The lack of official guidance within the process of semester enrollment and course selection has led to a situation in which students rely predominantly on the word-of-mouth of their colleagues. Such recommendations are usually biased and do not take into account the student’s personal abilities and inclinations. Motivated by these observations, our goal is to develop a prototype of a system that will assist university students in making an optimal choice when it comes to elective courses. We seek to analyze and use existing methods which have already been proven to result in accurate recommendations and predictions and explore possible modifications to the well-established algorithms. We aim to provide accurate grade predictions and recommendations over a wider set of electives best suited for the student in question.

The paper is organized as follows. Section 2 contains literature review of related work done in the past by other authors. Section 3 describes the dataset that was used in the experiments, as well as a short clarification on the data acquisition process. Section 4 defines the problem addressed in this paper. In Sect. 5 we make a short overview of the well-known algorithms: Probabilistic Matrix Factorization (PMF) [5], Bayesian Probabilistic Matrix Factorization (BPMF) [10] Alternating Least Squares (ALS) [13] and SimRank [4], and propose a novel approach for the initialization of the first three using the last one. We shortly explain the metrics used to evaluate the performance of the algorithms, and our approach. Section 6 compares the performance of the base versions of PMF, BPMF and ALS with each other, and with the enhanced versions using the SimRank initialization. Finally, Sect. 7 concludes the paper.

2 Related Work

There have been extensive academic research efforts and numerous industrial implementations of recommender systems in the past. Since predicting course grades and recommending subjects differs significantly from recommending music or movies, we will focus on reviewing the work most relevant to our context. Several authors have taken a similar approach by identifying groups of similar students when predicting a grade for a course [7, 14]. These implementations also rely on neighborhood-based collaborative filtering methods. The past grades of the student’s colleagues are used to make an estimate of the grade that might be obtained in a hypothetical enrollment of the course by using some similarity-weighted aggregation function.

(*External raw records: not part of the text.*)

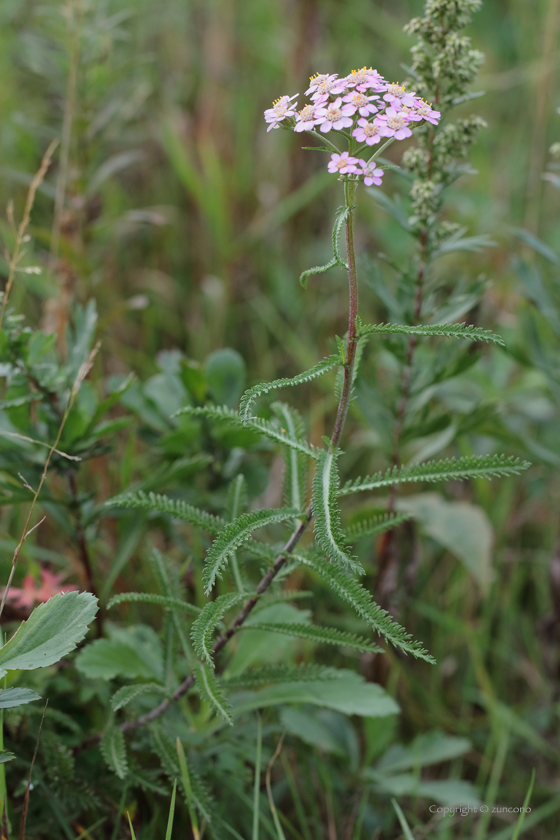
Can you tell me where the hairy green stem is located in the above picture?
[76,180,358,749]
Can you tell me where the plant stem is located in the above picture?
[80,180,364,750]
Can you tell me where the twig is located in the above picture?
[0,140,58,330]
[0,344,100,617]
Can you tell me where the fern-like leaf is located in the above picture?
[220,665,344,689]
[271,402,308,510]
[111,683,165,712]
[107,592,200,615]
[356,320,504,346]
[340,455,531,496]
[344,513,411,542]
[202,508,300,595]
[195,662,233,726]
[99,726,128,779]
[292,552,435,663]
[105,490,227,534]
[176,405,317,458]
[191,592,246,668]
[150,725,221,824]
[239,355,341,423]
[311,449,363,573]
[239,622,383,653]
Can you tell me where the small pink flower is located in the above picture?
[342,90,379,117]
[264,93,299,132]
[352,117,381,146]
[294,105,322,131]
[327,152,360,175]
[306,74,347,105]
[383,83,416,107]
[375,107,412,140]
[316,96,353,134]
[346,67,386,93]
[411,99,441,125]
[358,159,383,187]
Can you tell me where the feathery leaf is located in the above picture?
[344,513,411,542]
[191,592,247,668]
[311,449,363,573]
[195,662,233,726]
[356,319,504,346]
[220,665,344,688]
[292,552,435,663]
[111,683,165,712]
[271,402,310,510]
[239,622,383,653]
[105,490,227,534]
[340,455,531,496]
[173,405,317,458]
[239,355,340,423]
[99,726,128,779]
[107,592,200,615]
[202,508,300,595]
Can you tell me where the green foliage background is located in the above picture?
[0,0,560,840]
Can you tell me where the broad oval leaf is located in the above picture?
[0,688,41,709]
[0,592,98,676]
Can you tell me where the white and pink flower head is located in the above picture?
[316,96,353,134]
[328,152,363,175]
[305,73,347,105]
[342,90,379,117]
[294,105,322,131]
[264,93,299,131]
[375,107,412,140]
[346,67,387,93]
[383,82,417,107]
[352,117,381,146]
[359,160,383,187]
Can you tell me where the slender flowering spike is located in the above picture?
[264,93,299,131]
[327,152,360,175]
[375,107,412,140]
[352,118,381,146]
[342,90,379,117]
[294,105,323,131]
[317,96,353,134]
[358,158,383,187]
[383,82,416,106]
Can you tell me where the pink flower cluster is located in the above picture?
[264,67,441,183]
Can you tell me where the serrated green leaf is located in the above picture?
[105,490,227,534]
[311,450,363,573]
[111,683,165,712]
[357,321,504,346]
[344,513,412,542]
[220,664,345,688]
[107,592,200,615]
[202,508,300,595]
[99,726,128,779]
[292,551,435,664]
[0,688,41,709]
[339,455,531,496]
[239,622,383,653]
[191,593,247,668]
[173,405,317,458]
[0,592,98,676]
[195,662,233,726]
[239,355,340,423]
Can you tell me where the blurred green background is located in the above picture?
[0,0,560,840]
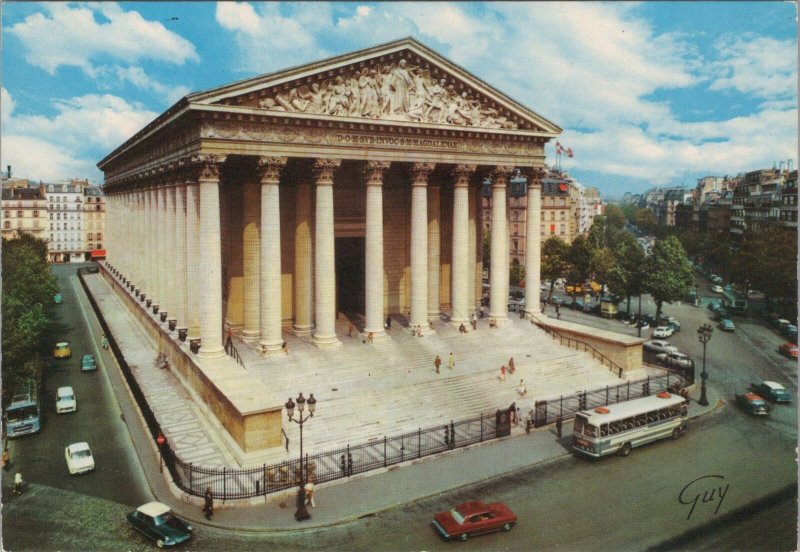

Several course grade prediction models are proposed in [3, 6, 8], that use methods based on sparse linear models and low-rank matrix factorization. When using such an approach, the students’ success in the past courses plays a deciding role. The factorization matrix is built so that rows represent students, columns represent the available courses and each matrix element stores the grade that the \(i^{th}\) student obtained in the \(j^{th}\) course. A missing value signals that the respective student has not yet enrolled/passed the respective course. As will be explained in the following sections, we will use this approach when describing the specifics of our own data.

As the algorithm described in [13] resolves scalability and handles sparseness of the data which is a major issue in recommender systems, and as the probabilistic techniques in [5, 10] considerably outperform standard matrix factorization as well as other approaches, essentially motivated by their performances in the context of recommending university courses in [9], we chose to work with these methods and tried to improve them.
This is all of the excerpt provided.